2008 through 2018. (Tr. of June 21, 2022 Mot. Hr’g (“Tr.”) 39:9–41:4). Walmart made five additional disclosures to Plaintiffs after that ruling. (Schmidt Decl. ¶¶ 7–8, Dkt. No. 143.) Counsel for Plaintiffs in this case is also counsel for the plaintiffs in Kelley (Bland Decl. ¶ 1) and he argues that Walmart failed to produce 4,141 documents from the Kelley litigation that meet the Court’s criteria for disclosure in this case (Pls.’ Mem. Supp. Mot. Compel at 5). Walmart disagrees. (Walmart’s Mem. Opp’n Mot. Compel at 13–15; 17–22.)

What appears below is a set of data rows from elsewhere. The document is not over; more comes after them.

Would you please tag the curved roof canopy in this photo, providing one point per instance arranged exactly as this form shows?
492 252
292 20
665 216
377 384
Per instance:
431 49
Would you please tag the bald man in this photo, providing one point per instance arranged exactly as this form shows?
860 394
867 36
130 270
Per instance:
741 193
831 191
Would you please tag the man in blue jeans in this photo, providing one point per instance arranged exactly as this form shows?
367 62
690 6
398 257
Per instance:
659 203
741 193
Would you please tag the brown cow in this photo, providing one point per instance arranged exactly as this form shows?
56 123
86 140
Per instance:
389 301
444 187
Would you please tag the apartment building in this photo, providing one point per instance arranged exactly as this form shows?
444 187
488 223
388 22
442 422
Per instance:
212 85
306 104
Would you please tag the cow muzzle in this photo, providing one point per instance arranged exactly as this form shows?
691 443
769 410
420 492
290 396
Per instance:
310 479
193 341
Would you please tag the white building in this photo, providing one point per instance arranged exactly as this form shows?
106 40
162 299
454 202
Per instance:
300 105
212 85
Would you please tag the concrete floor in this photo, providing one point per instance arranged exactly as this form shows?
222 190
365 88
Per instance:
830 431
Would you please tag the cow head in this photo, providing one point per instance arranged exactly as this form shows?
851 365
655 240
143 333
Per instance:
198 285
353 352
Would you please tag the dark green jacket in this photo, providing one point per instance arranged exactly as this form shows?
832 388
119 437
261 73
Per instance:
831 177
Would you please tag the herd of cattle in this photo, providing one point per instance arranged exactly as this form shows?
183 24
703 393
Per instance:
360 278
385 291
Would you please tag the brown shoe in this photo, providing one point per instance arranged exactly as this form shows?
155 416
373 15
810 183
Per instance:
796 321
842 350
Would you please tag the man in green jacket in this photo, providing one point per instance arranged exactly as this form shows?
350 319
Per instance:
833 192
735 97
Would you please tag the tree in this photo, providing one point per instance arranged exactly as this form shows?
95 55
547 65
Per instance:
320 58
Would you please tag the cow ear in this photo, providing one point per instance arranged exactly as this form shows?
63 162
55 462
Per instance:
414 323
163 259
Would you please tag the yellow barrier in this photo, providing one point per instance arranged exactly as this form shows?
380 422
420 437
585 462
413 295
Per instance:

Walmart replies that “if documents produced in Kelley relate to Ultra Duster, are within 2008 and 2018, and are responsive to Plaintiffs’ requests for production in this case, then they should be produced, and they have.” (Id. at 9.) Walmart further argues that it need not produce a case file that it was ordered to produce in Kelley—the litigation file in Grieco v. Merrill, No. 50-2012-CA-021342-MB(AD), 2017 WL 11588163, a state court case from

Florida—because this Court did not require Walmart to disclose case files from other litigation. (Id. at 14–15 (citing Tr. 36:19–25, 37:4–8).) II. GOVERNING LAW Parties in civil cases can discover nonprivileged information “relevant to any party’s claim or defense.” Fed. R. Civ. P. 26(b)(1). The requesting party has the burden of showing

the information’s relevance. Sherman v. Sheffield Fin., LLC, 338 F.R.D. 247, 252 (D. Minn. Apr. 26, 2021) (citing Hofer v. Mack Trucks, Inc., 981 F.2d 377, 380 (8th Cir. 1992)). Then, “the party resisting production bears the burden of establishing lack of relevancy or undue burden.” Inline Packaging, LLC v. Graphic Packaging Int’l, Inc., No. 15-CV-3183 (ADM/LIB), 2016 WL 6997113, at *7 (D. Minn. Sept. 6, 2016) (quoting Saint Paul Reinsurance Co. v. Com. Fin. Corp., 198 F.R.D. 508, 511 (N.D. Iowa Nov. 22, 2000)). This

is a broad disclosure standard but it is not boundless; parties can discover only that information which is “proportional to the needs of the case,” considering “the importance of the issues,” “the amount in controversy,” “the parties’ relative access to relevant information,” their resources, how important the discovery is in resolving the issues, and “whether the burden or expense of the proposed discovery outweighs its likely benefit.” Fed. R. Civ. P. 26(b)(1).